Different business owners and inventory managers will have varied approaches to inventory control. A business owners’ approach to inventory management will determine the company’s inventory levels, which can be make-or-break for any business selling goods.
Getting inventory to an optimum level so that demand is consistently met by supply – and vice versa – is key to the success of companies selling goods. Get the balance wrong, and you may risk running low on inventory and upsetting your customers. On the other end of the spectrum, if inventory levels aren’t ideal, you may also risk holding excess or obsolete stock, resulting in inaccessible cash tied up in old stock.
For these reasons, it is essential that business owners determine the best model possible for nurturing inventory levels to get them ‘just right’. In this article, we look into two key models of inventory management: the deterministic model and the probabilistic model.
What is a deterministic inventory model?
A deterministic inventory model is one where inventory control is structured on the basis that all variables associated with inventory are known, predictable and can be predicted with a fair amount of certainty. Because of this, inventory is counted, tracked, stocked and ordered according to a stable set of assumptions that largely remain the same. With a deterministic model, it is presumed that factors such as lead time will remain stagnant.
In practice, a deterministic approach to inventory may see business owners or inventory managers blindly ordering inventory without considering variables that are subject to change. This may lead to, for example, over ordering a certain item in inventory on the basis that it has been popular over the past few months, without considering whether the trend may have passed (or may be about to pass).
In this situation, the company may end up with inventory gathering dust on shelves which is nearly impossible to sell, resulting in reduced profitability.
What is a probabilistic inventory model?
On the other end of the spectrum is the probabilistic model, which says that there is generally some degree of uncertainty associated with inventory variables, the demand pattern in particular. With this model, everything inventory control related is predicated on the assumption that demand may fluctuate and may not always be predictable.
In practice, a probabilistic approach would be informed by the assumption that not everything is certain, especially relating to inventory. A probabilistic approach allows for fluctuations in demand and considers this when it comes to managing inventory.
Because of this, a probabilistic model may be the preferred approach for many business owners and inventory managers. By identifying changes in demand, inventory can be managed appropriately so that supply is neither excessive nor inadequate. When it comes to ordering inventory, historic sales trends won’t be the only factor taken into account but will be one of the various factors that will influence the final order.
By using a probabilistic model, inventory will be more adaptable, and therefore easier to mould along-side external changes.
Deterministic vs probabilistic: What’s the difference?
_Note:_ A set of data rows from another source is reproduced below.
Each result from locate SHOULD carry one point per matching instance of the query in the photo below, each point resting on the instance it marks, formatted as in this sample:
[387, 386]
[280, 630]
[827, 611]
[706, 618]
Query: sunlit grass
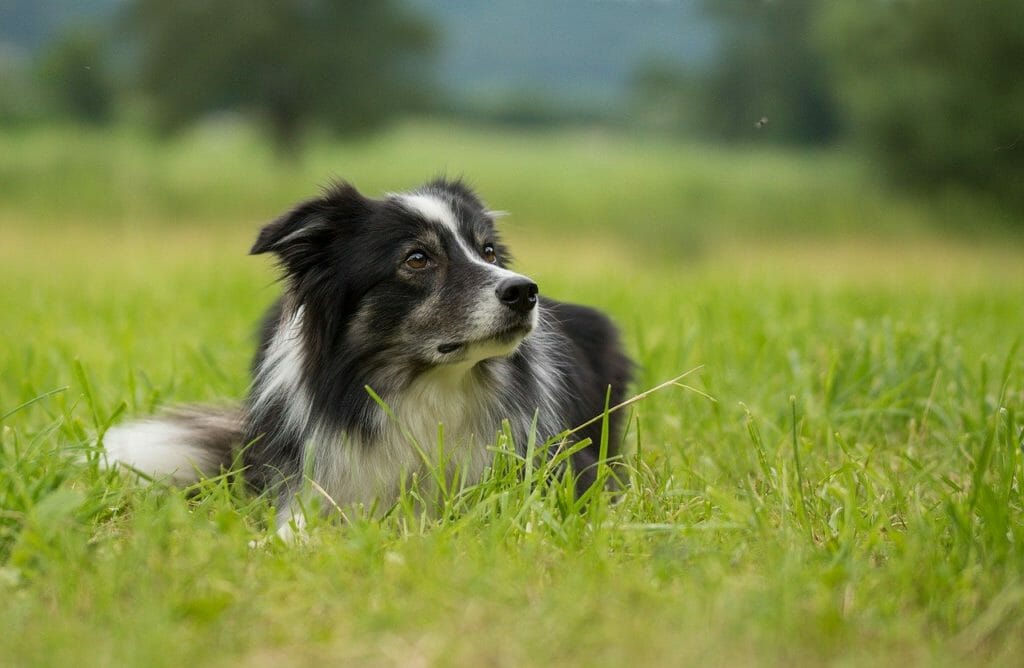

The deterministic model is where it is assumed that there is no fluctuation in parameters affecting inventory such as demand, lead times and shipping times (which influence supply). On the contrary, the probabilistic model assumes that there is always some level of uncertainty associated with these parameters which must be considered. In reality, the probabilistic model can often be more useful as uncertainties are inevitable and must always be considered.